棒読みの口調にも関わらず、その声音は一瞬で平穏な教室の隅から隅まで響き渡った。
普段ならこの手のことは授業を阻害することなく、右から左へさらりと流される。
しかし今日は違った。
おそらくニュースの見出しであろうそれは、残響するように私の心の低い部分にいつまでも滞留し続けた。
無感情な声音に、得体がしれない異様な怖気を感じる。私は発信先に目を向けた。
他のクラスメイトも、不真面目な生徒に冷淡な視線を刺していた。
心の奥が無性に気持ち悪くなる。
知らない舌が首筋を這っているような、生理的嫌悪を催す気持ち悪さがあった。
根拠はない。
けれど嫌悪感は確実に私の身体を蝕み、心を不安という名の闇色にあっという間に染め上げてしまった。
先生は「ここは試験に出すぞ」と脅しをかけ、何事も無かったように授業に戻ろうとした。
第二声は、窓際に座る美和だった。
「あれ?なに?」
美和は外の変化に声を漏らした。
その声音は驚きとは違う。

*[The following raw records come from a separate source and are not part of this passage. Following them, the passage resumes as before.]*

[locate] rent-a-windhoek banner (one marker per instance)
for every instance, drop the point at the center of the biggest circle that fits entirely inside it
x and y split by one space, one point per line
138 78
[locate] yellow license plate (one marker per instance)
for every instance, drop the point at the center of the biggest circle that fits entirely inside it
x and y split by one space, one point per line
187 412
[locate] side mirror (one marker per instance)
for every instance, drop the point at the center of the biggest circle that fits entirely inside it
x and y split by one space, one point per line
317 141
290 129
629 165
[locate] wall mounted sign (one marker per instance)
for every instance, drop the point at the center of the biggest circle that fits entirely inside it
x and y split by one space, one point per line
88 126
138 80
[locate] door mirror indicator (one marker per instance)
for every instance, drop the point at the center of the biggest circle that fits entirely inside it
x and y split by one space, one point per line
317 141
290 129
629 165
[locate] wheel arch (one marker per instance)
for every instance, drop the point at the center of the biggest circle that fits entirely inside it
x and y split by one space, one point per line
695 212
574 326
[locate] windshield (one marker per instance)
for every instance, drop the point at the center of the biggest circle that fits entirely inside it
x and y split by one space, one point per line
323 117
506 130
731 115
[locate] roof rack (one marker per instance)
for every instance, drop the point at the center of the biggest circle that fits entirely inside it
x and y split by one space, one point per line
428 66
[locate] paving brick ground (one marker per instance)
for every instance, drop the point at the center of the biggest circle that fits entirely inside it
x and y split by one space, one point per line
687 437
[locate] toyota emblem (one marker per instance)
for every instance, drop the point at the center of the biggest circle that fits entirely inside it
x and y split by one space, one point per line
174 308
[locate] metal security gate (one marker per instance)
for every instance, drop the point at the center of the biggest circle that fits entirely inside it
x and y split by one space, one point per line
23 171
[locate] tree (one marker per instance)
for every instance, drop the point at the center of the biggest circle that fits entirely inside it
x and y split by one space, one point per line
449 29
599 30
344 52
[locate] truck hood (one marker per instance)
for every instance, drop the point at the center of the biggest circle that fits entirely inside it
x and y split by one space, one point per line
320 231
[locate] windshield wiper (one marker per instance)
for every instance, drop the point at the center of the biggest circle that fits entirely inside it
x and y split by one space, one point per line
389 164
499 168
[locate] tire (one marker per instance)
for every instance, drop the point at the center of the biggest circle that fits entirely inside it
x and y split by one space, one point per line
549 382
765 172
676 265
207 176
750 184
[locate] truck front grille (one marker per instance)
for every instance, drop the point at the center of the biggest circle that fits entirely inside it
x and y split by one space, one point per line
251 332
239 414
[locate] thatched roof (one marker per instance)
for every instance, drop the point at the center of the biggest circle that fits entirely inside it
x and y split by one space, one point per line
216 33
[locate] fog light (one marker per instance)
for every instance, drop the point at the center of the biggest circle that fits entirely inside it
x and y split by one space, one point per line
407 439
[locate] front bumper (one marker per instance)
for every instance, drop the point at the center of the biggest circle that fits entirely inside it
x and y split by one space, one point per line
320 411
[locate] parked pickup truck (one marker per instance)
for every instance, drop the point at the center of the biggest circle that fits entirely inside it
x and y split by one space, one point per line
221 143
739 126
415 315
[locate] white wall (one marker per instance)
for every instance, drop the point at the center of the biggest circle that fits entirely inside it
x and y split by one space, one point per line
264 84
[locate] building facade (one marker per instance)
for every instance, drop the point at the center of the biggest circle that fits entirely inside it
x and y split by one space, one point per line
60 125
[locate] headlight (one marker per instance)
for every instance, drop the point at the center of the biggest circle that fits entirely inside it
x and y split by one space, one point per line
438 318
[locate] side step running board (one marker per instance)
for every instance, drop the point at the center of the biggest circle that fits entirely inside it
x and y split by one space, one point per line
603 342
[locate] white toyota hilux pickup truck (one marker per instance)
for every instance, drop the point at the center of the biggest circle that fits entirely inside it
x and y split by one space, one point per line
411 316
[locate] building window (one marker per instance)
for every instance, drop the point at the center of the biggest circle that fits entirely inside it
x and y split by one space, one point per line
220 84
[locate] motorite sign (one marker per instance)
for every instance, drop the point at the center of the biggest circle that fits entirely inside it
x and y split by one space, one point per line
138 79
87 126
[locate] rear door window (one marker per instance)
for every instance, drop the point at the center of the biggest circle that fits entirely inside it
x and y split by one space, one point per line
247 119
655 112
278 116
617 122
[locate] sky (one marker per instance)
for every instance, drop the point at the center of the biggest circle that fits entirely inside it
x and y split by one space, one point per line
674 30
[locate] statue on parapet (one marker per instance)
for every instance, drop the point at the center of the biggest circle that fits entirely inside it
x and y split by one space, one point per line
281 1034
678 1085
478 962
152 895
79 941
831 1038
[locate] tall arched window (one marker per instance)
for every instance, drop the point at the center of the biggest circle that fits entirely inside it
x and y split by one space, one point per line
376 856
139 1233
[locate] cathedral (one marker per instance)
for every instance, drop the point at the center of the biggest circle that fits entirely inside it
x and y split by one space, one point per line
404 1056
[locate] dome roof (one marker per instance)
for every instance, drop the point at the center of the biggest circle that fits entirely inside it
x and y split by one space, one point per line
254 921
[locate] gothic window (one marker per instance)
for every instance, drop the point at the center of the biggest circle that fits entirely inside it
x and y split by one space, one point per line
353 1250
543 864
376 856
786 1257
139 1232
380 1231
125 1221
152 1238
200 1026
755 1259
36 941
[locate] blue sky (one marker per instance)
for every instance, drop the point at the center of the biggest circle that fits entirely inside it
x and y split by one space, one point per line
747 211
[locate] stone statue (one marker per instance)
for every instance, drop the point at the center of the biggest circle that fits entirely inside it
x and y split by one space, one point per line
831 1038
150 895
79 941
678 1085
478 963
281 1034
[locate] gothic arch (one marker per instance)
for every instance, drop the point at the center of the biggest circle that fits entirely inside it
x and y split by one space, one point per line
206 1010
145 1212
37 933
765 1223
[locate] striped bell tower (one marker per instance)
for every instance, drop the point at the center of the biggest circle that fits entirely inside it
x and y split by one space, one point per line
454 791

私のように怖気をまとっていた。
四角が囲む景色に目をやると、空が赤と黒が混ざった汚い色に染められていた。
まだ夕映えには早過ぎる時刻だ。
昼食前の時間に無縁の空の色合いを見て、第三声からもう第何声かも不明になった声が続々と上がった。
「煙?」
「火事か?」
「なにか降って来てるよ……」
「爆発してるんじゃない!?」
「おい、やべぇぞ!」
先生も含め全員が、外界の暴力的な絵に目を奪われた。
窓の中の光景は、そこだけ四角に切り取ると映画のようにも見えた。でも違う。虚構ではなく、まぎれもなくノンフィクションだった。